私はピーターラビットLOVE歴がやたら長いので『周知の事実』と認識しておりましたが(だって第1話の冒頭に出てくるんだぜ?)これまた世間とずれてた模様。
つーかね。アレなのですわ。 そこで世間が思うのが『怖い』とか『グロい』だけだとファンとしては悲しいのだよ(泣)。 そもそも英語圏の文化って独特のシニカルな空気があって、そのユーモアを最初から解かってないとウィット含んだ喜劇も薄っぺらな悲劇とかに変わってしまって、全く別物に解釈されちまうのがファンのはしくれとしちゃ悔しいんだよう。 ちなみに原作者のビアトリクス・ポターは、ファンの子供の手紙にも媚びる気配は一切無く、現実をありのままに伝える人で、『良心の呵責を感じましたが』と前置きした上で、飼っていたウサギをパイにして食べたと言う事もファンレターの返事に書いていたそうで。(蛇足ですが、初版の『ピーターラビットのおはなし』には、この肉のパイの挿絵もあったけど後に削除された、というエピソードも存在します。あと、イギリスではウサギの肉の他、牛や羊の腎臓をパイの具にした「キドニー・パイ」も有名で、わたしゃココで腎臓を英語で何つーか知ったのさね。)
私はあの美麗な水彩画の挿絵のリアルさに勝るとも劣らない、物語そのものの、一種突き放したようなリアルさもひっくるめて好きだからこそ長い事ファンだし、わざわざプロフィールの好きな物にも紹介してるんだもんね。 …なんか私、サウスパークといいはれぶたといい、一般的に『媚びない』もの(人もね。)が好きなんだなぁ、としみじみ。

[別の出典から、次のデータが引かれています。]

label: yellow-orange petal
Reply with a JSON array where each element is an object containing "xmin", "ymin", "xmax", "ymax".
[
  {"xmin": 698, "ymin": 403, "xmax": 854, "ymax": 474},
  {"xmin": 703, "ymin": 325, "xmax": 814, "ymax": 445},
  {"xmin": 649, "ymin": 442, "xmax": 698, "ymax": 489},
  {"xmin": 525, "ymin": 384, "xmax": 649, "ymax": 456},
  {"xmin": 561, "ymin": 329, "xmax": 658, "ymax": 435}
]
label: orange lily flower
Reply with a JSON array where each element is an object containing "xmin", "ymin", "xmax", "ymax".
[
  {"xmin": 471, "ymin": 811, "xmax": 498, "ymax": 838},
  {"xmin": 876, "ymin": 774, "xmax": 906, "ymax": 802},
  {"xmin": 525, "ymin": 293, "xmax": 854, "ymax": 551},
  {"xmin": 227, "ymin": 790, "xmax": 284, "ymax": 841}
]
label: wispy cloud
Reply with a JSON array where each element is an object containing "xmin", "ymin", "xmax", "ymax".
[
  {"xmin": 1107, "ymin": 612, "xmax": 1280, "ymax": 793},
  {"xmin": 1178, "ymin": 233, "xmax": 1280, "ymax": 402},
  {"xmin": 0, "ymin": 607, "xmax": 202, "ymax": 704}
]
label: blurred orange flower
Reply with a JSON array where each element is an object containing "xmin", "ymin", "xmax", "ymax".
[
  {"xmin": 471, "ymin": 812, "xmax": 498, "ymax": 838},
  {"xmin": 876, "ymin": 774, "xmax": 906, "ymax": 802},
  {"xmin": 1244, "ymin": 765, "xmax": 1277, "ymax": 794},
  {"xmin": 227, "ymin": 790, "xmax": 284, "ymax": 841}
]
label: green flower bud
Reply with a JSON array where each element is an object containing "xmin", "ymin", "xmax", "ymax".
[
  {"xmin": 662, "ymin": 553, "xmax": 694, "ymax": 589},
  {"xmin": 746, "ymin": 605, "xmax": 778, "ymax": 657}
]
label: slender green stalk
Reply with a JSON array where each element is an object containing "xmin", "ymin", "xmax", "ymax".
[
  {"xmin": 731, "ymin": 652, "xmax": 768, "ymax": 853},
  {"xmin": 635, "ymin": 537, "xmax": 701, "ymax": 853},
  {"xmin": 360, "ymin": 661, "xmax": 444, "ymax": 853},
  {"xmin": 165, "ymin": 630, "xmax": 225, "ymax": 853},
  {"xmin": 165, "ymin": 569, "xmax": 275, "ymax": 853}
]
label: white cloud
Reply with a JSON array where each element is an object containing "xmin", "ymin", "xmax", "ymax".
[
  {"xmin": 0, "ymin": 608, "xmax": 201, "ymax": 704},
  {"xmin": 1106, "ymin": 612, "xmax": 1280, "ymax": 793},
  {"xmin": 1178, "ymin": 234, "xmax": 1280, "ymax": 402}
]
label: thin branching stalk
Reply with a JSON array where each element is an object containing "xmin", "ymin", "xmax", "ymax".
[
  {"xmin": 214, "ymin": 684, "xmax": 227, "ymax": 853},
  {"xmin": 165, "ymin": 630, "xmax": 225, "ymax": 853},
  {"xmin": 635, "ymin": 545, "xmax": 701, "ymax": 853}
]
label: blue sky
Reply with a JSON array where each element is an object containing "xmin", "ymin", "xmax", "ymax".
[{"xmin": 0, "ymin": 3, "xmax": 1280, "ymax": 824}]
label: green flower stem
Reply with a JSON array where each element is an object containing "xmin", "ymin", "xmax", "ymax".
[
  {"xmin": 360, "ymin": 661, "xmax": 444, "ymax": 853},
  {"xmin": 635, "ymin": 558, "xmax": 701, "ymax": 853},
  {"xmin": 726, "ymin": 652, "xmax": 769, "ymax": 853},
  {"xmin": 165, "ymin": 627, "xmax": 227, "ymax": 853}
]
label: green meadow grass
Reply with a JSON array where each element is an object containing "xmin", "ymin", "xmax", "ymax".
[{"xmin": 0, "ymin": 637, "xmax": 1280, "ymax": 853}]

ちなみに、この事実を伝えたら彼女からは『ピーターラビットを見直した!!』という、至極ありがたいお返事をいただけました。ファン冥利に尽きる瞬間。
ところで皆さん。 かつて鶏肉は食っても牛や豚のような四足動物を食す文化の無かった日本人が 『ウサギも跳ぶから(←と言ったかどうかはさて置き) 鳥類と同等の扱いでウサギの肉を日常的に家畜として食していた』 と言う事実も忘れてもらっちゃ困りますぜ。 エゲレス文化にツッコミ入れる前に、彼らがご先祖様の血肉となっていた現実を見つめましょう(遠い目)。